La phrase est signée du maire sortant (PS) Alain Anziani. L’homme, 68 ans, brigue un deuxième mandat à la tête de Mérignac, deuxième plus grande ville de Gironde, avec plus de 70 000 habitants. 

Alors, vraie inquiétude ou simple stratégie politicienne ? Une chose est sûre : l’urbanisme, et plus largement la question du logement, fait causer, divise, entre critiques appuyées et batailles de chiffres, ici comme dans plusieurs villes de Bordeaux Métropole. “Et quelle que soit l’étiquette politique du maire en place”, précise Jean Petaux, politologue à Sciences Po Bordeaux :

“Cette critique partagée s’inscrit dans le rejet du Bordeaux millionnaire [l’ambition partagée par Alain Juppé et Vincent Feltesse de faire passer l’agglomération bordelaise à un million d’habitants en 2030, NDLR] qui est aujourd’hui complètement rangé dans les tiroirs”.

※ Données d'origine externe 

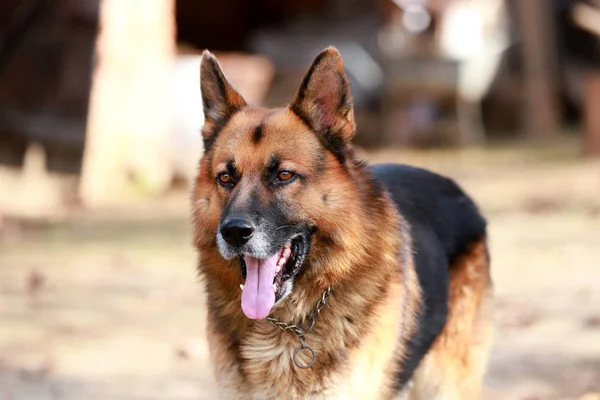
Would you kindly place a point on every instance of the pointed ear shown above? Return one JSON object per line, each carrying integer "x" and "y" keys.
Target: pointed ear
{"x": 324, "y": 100}
{"x": 219, "y": 99}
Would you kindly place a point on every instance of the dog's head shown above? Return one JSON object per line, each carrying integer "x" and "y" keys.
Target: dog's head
{"x": 271, "y": 178}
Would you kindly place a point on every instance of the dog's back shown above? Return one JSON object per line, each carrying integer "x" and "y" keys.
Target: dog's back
{"x": 444, "y": 222}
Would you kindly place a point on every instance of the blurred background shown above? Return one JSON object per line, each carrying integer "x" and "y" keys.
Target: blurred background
{"x": 100, "y": 117}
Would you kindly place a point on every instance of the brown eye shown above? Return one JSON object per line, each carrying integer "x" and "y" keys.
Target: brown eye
{"x": 285, "y": 175}
{"x": 224, "y": 177}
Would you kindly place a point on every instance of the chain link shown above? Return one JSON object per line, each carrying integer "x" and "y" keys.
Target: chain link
{"x": 297, "y": 329}
{"x": 312, "y": 317}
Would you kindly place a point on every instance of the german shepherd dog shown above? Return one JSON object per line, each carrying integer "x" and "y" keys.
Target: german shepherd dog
{"x": 326, "y": 278}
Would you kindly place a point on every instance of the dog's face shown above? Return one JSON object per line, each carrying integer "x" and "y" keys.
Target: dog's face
{"x": 269, "y": 178}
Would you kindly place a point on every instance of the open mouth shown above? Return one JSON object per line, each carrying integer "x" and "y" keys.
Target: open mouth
{"x": 266, "y": 280}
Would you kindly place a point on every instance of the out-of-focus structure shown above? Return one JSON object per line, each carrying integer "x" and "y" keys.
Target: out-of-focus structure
{"x": 105, "y": 93}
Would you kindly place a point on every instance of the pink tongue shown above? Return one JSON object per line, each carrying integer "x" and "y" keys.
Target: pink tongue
{"x": 258, "y": 297}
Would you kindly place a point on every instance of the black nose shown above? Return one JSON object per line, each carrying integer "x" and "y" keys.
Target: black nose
{"x": 236, "y": 231}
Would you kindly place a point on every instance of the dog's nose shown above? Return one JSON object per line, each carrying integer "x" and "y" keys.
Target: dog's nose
{"x": 236, "y": 231}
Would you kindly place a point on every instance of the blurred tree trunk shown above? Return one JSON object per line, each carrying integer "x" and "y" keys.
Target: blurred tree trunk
{"x": 541, "y": 114}
{"x": 129, "y": 119}
{"x": 591, "y": 104}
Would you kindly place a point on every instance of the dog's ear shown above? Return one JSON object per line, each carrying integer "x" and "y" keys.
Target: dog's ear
{"x": 324, "y": 100}
{"x": 219, "y": 99}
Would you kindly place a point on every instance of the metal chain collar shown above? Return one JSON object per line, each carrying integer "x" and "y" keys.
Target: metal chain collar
{"x": 300, "y": 332}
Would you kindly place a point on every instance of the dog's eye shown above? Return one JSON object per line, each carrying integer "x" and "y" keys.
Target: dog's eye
{"x": 285, "y": 176}
{"x": 225, "y": 178}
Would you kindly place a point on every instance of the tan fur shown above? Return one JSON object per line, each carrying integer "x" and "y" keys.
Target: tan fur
{"x": 455, "y": 365}
{"x": 363, "y": 253}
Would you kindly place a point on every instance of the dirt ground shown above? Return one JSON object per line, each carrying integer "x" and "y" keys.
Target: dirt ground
{"x": 106, "y": 305}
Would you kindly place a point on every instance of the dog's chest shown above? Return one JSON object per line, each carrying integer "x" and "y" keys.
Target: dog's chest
{"x": 268, "y": 367}
{"x": 361, "y": 372}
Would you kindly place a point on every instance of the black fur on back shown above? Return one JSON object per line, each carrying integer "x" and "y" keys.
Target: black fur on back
{"x": 443, "y": 222}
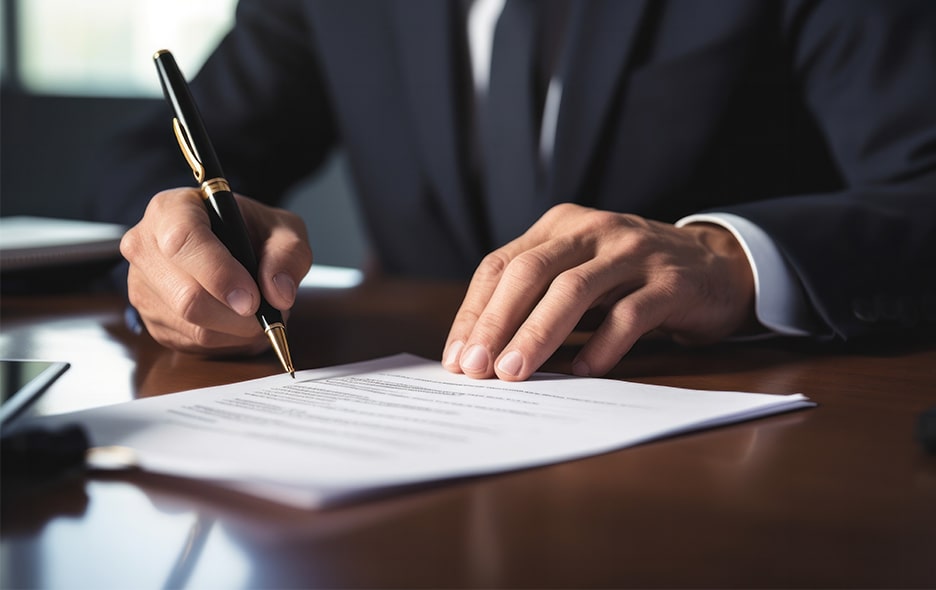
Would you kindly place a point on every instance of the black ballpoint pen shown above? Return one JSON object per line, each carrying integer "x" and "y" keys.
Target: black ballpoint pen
{"x": 226, "y": 220}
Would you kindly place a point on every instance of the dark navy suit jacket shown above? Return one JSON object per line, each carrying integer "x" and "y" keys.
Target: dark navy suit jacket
{"x": 815, "y": 120}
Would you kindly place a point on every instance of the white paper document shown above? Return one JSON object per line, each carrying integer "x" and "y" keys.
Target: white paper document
{"x": 349, "y": 431}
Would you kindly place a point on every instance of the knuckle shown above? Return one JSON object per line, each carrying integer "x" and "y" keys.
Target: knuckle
{"x": 175, "y": 240}
{"x": 130, "y": 244}
{"x": 573, "y": 285}
{"x": 187, "y": 299}
{"x": 527, "y": 267}
{"x": 492, "y": 266}
{"x": 537, "y": 334}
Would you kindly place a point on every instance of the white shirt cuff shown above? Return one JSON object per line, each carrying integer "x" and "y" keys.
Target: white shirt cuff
{"x": 779, "y": 301}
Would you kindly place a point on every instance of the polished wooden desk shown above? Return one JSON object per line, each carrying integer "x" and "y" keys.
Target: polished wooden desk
{"x": 836, "y": 496}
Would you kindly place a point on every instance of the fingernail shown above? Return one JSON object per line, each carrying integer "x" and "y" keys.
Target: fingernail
{"x": 451, "y": 358}
{"x": 286, "y": 286}
{"x": 581, "y": 369}
{"x": 511, "y": 363}
{"x": 240, "y": 301}
{"x": 475, "y": 360}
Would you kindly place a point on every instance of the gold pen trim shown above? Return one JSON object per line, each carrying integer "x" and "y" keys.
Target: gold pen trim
{"x": 276, "y": 332}
{"x": 215, "y": 185}
{"x": 185, "y": 143}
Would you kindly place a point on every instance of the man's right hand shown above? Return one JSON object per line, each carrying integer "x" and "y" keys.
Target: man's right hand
{"x": 191, "y": 293}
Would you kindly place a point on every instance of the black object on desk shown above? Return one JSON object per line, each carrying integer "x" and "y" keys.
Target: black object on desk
{"x": 926, "y": 430}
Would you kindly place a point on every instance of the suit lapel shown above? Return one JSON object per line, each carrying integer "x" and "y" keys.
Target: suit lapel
{"x": 601, "y": 40}
{"x": 428, "y": 67}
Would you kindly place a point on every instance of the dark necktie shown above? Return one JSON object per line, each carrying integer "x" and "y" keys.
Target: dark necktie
{"x": 509, "y": 125}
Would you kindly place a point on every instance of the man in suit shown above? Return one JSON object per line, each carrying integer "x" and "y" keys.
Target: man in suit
{"x": 708, "y": 169}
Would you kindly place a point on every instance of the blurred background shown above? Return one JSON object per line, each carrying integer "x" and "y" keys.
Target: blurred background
{"x": 74, "y": 72}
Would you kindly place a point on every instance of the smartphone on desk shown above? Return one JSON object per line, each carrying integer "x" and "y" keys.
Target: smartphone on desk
{"x": 22, "y": 382}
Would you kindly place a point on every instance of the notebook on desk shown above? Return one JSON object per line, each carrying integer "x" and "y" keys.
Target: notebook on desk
{"x": 31, "y": 243}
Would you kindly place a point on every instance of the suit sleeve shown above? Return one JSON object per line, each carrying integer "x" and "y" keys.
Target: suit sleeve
{"x": 263, "y": 103}
{"x": 866, "y": 254}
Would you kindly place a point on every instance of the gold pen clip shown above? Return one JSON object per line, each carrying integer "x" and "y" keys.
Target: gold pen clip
{"x": 186, "y": 144}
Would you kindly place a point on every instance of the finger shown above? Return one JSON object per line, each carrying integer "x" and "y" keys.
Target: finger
{"x": 557, "y": 314}
{"x": 182, "y": 233}
{"x": 630, "y": 318}
{"x": 521, "y": 286}
{"x": 172, "y": 300}
{"x": 284, "y": 254}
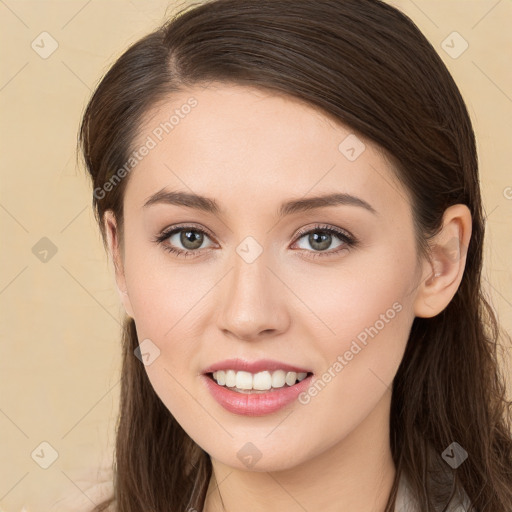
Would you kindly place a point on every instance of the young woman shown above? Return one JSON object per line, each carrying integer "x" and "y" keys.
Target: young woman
{"x": 289, "y": 191}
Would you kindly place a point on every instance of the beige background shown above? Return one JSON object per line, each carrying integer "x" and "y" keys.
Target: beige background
{"x": 60, "y": 320}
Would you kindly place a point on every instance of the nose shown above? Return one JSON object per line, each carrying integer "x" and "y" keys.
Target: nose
{"x": 252, "y": 301}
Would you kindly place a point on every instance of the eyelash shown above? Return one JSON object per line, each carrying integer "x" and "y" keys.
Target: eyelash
{"x": 348, "y": 240}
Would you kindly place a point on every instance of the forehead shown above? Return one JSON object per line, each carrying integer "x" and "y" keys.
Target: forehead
{"x": 246, "y": 144}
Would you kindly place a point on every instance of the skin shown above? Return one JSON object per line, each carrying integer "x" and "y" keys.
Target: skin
{"x": 251, "y": 150}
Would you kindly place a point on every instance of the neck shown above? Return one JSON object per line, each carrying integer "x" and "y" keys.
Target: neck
{"x": 355, "y": 474}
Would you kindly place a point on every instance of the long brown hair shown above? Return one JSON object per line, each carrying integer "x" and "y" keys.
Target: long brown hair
{"x": 366, "y": 64}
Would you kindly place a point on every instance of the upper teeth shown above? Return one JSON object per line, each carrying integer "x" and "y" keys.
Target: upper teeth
{"x": 260, "y": 381}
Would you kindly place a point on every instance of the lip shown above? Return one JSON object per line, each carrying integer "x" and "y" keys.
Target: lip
{"x": 257, "y": 404}
{"x": 260, "y": 365}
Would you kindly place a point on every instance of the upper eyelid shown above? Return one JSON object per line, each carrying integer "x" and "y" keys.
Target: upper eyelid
{"x": 299, "y": 234}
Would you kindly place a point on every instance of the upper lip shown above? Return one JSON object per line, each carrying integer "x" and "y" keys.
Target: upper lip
{"x": 253, "y": 366}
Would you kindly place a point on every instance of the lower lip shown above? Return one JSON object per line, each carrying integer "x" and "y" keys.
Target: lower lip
{"x": 256, "y": 404}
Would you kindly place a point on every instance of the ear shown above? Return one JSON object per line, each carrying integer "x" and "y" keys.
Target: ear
{"x": 443, "y": 274}
{"x": 117, "y": 259}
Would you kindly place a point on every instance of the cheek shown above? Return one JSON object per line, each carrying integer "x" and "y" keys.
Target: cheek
{"x": 362, "y": 318}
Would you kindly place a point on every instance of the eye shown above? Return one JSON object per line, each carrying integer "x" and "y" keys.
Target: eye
{"x": 190, "y": 238}
{"x": 320, "y": 238}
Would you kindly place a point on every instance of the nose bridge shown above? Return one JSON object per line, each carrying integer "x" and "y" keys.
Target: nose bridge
{"x": 252, "y": 302}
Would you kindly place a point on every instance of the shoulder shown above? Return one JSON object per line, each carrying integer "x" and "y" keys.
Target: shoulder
{"x": 90, "y": 488}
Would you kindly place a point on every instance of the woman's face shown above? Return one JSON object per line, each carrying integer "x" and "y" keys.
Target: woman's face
{"x": 262, "y": 280}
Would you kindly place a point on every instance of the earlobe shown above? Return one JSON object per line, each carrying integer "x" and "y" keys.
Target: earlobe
{"x": 443, "y": 273}
{"x": 116, "y": 258}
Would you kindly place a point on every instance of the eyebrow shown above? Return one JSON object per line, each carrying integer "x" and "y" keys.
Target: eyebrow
{"x": 292, "y": 206}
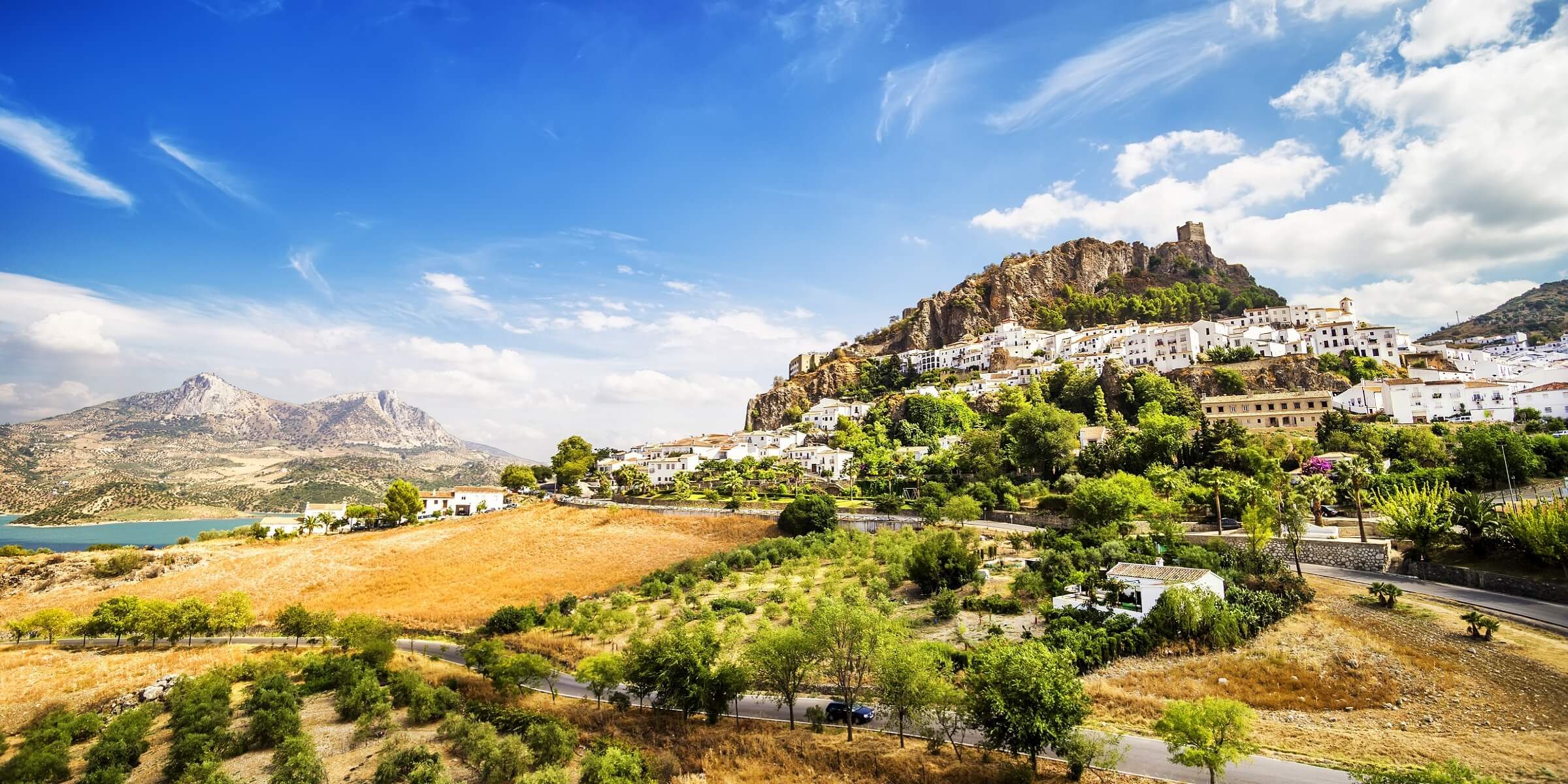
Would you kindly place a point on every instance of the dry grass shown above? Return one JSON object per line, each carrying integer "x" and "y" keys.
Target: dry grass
{"x": 444, "y": 576}
{"x": 32, "y": 678}
{"x": 1498, "y": 706}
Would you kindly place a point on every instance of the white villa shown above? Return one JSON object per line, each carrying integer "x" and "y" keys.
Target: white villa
{"x": 1142, "y": 585}
{"x": 463, "y": 499}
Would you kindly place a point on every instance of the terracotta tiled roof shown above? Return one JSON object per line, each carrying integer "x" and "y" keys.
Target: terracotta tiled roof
{"x": 1172, "y": 574}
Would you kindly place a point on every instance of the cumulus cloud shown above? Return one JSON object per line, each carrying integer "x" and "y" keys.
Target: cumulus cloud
{"x": 52, "y": 151}
{"x": 1142, "y": 157}
{"x": 645, "y": 386}
{"x": 1284, "y": 171}
{"x": 71, "y": 331}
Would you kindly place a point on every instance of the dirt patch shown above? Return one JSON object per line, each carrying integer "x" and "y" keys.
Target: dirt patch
{"x": 1347, "y": 683}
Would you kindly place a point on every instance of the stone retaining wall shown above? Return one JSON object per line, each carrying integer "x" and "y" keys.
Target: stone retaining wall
{"x": 1486, "y": 581}
{"x": 1366, "y": 557}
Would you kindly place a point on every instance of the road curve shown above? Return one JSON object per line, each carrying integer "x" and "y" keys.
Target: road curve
{"x": 1145, "y": 757}
{"x": 1529, "y": 610}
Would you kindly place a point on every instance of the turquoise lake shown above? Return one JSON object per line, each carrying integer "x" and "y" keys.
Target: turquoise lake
{"x": 61, "y": 538}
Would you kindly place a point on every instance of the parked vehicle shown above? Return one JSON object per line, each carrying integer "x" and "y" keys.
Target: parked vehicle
{"x": 863, "y": 715}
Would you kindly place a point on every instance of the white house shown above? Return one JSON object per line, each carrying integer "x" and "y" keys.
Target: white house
{"x": 825, "y": 414}
{"x": 1551, "y": 399}
{"x": 463, "y": 499}
{"x": 1142, "y": 587}
{"x": 336, "y": 510}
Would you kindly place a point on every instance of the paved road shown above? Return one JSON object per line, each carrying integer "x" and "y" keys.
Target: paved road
{"x": 1145, "y": 757}
{"x": 1537, "y": 610}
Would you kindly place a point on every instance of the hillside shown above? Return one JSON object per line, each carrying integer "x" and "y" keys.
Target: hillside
{"x": 212, "y": 444}
{"x": 1542, "y": 311}
{"x": 1039, "y": 289}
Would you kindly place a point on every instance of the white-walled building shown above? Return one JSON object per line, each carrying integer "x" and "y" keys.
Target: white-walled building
{"x": 465, "y": 499}
{"x": 1551, "y": 399}
{"x": 825, "y": 414}
{"x": 1142, "y": 587}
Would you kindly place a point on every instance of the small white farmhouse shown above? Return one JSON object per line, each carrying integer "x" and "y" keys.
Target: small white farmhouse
{"x": 1142, "y": 585}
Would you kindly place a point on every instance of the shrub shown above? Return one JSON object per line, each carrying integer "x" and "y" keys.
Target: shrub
{"x": 297, "y": 762}
{"x": 553, "y": 742}
{"x": 808, "y": 514}
{"x": 613, "y": 764}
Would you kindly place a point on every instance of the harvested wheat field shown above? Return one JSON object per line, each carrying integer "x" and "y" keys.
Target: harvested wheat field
{"x": 37, "y": 676}
{"x": 1347, "y": 683}
{"x": 444, "y": 576}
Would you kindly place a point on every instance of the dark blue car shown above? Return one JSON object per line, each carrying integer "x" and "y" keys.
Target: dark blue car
{"x": 863, "y": 715}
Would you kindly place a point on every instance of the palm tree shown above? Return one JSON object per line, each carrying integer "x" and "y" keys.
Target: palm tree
{"x": 1355, "y": 474}
{"x": 1216, "y": 479}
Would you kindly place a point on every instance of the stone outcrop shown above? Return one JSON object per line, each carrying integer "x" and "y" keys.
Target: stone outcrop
{"x": 774, "y": 408}
{"x": 1012, "y": 287}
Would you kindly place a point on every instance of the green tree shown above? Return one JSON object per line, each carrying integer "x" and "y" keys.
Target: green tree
{"x": 295, "y": 621}
{"x": 404, "y": 502}
{"x": 1043, "y": 438}
{"x": 573, "y": 460}
{"x": 910, "y": 678}
{"x": 518, "y": 479}
{"x": 811, "y": 512}
{"x": 1421, "y": 515}
{"x": 780, "y": 661}
{"x": 941, "y": 561}
{"x": 601, "y": 673}
{"x": 852, "y": 637}
{"x": 1209, "y": 733}
{"x": 1024, "y": 696}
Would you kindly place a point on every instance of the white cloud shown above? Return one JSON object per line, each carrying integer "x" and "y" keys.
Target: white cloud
{"x": 51, "y": 150}
{"x": 1284, "y": 171}
{"x": 1142, "y": 157}
{"x": 645, "y": 386}
{"x": 1457, "y": 25}
{"x": 73, "y": 331}
{"x": 1421, "y": 304}
{"x": 457, "y": 294}
{"x": 598, "y": 322}
{"x": 210, "y": 171}
{"x": 303, "y": 263}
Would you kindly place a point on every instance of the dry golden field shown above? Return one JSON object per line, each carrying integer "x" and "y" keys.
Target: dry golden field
{"x": 1499, "y": 706}
{"x": 440, "y": 576}
{"x": 37, "y": 676}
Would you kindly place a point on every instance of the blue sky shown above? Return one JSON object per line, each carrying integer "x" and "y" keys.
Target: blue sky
{"x": 623, "y": 218}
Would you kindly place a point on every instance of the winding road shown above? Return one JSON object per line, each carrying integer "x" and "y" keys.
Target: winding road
{"x": 1145, "y": 757}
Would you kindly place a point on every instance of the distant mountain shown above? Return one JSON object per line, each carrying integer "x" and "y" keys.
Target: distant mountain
{"x": 1542, "y": 311}
{"x": 212, "y": 444}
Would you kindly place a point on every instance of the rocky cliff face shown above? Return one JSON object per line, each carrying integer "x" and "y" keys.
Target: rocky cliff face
{"x": 1004, "y": 291}
{"x": 1012, "y": 287}
{"x": 772, "y": 408}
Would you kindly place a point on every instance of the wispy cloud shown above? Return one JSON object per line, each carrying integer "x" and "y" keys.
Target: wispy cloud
{"x": 239, "y": 10}
{"x": 52, "y": 151}
{"x": 303, "y": 263}
{"x": 1161, "y": 54}
{"x": 457, "y": 292}
{"x": 210, "y": 171}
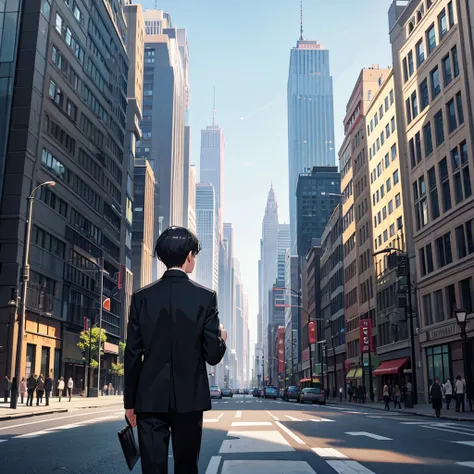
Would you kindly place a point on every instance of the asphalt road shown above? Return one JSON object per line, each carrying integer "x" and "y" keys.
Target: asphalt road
{"x": 245, "y": 435}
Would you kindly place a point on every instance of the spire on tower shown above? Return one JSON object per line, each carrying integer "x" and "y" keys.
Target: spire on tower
{"x": 214, "y": 108}
{"x": 301, "y": 20}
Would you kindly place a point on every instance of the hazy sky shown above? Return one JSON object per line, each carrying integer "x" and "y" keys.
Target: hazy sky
{"x": 242, "y": 47}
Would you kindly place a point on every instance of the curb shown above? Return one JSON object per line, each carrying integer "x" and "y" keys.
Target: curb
{"x": 405, "y": 412}
{"x": 51, "y": 412}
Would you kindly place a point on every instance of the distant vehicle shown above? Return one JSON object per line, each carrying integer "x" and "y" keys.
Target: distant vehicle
{"x": 227, "y": 392}
{"x": 271, "y": 392}
{"x": 291, "y": 393}
{"x": 215, "y": 392}
{"x": 313, "y": 395}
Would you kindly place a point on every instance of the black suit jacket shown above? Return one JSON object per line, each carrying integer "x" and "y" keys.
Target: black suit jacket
{"x": 173, "y": 330}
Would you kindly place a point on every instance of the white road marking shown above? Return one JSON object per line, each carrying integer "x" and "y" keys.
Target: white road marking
{"x": 349, "y": 467}
{"x": 45, "y": 420}
{"x": 329, "y": 453}
{"x": 290, "y": 433}
{"x": 251, "y": 423}
{"x": 266, "y": 467}
{"x": 369, "y": 435}
{"x": 273, "y": 416}
{"x": 213, "y": 466}
{"x": 292, "y": 418}
{"x": 255, "y": 442}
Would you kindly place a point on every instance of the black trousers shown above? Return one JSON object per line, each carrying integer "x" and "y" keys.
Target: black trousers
{"x": 154, "y": 431}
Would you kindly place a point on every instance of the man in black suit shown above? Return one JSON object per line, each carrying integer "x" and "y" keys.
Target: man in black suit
{"x": 173, "y": 330}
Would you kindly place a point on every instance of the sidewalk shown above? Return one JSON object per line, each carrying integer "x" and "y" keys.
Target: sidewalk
{"x": 422, "y": 409}
{"x": 77, "y": 403}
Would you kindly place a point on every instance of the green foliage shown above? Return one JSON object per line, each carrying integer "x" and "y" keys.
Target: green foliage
{"x": 91, "y": 341}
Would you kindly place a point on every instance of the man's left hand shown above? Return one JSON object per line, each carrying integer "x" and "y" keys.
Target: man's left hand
{"x": 131, "y": 417}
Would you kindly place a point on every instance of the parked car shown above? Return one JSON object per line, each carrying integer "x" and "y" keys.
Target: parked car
{"x": 227, "y": 392}
{"x": 313, "y": 395}
{"x": 271, "y": 392}
{"x": 215, "y": 392}
{"x": 291, "y": 393}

« On fait et ensuite on résout les problèmes et non l’inverse »

A Mérignac, en se baladant dans différents quartiers, la question d’un urbanisme galopant revient souvent sur la table. Danielle, en train de siroter un grog, dans un bar du centre-ville :

 “Ça a bétonné à mort. Derrière, il y a un manque d’infrastructures et de places de stationnement. L’avenue Aristide-Briand, par exemple, est touchée par un stationnement sauvage.”

Elle résume :

“On fait et ensuite on résout les problèmes et non l’inverse.” 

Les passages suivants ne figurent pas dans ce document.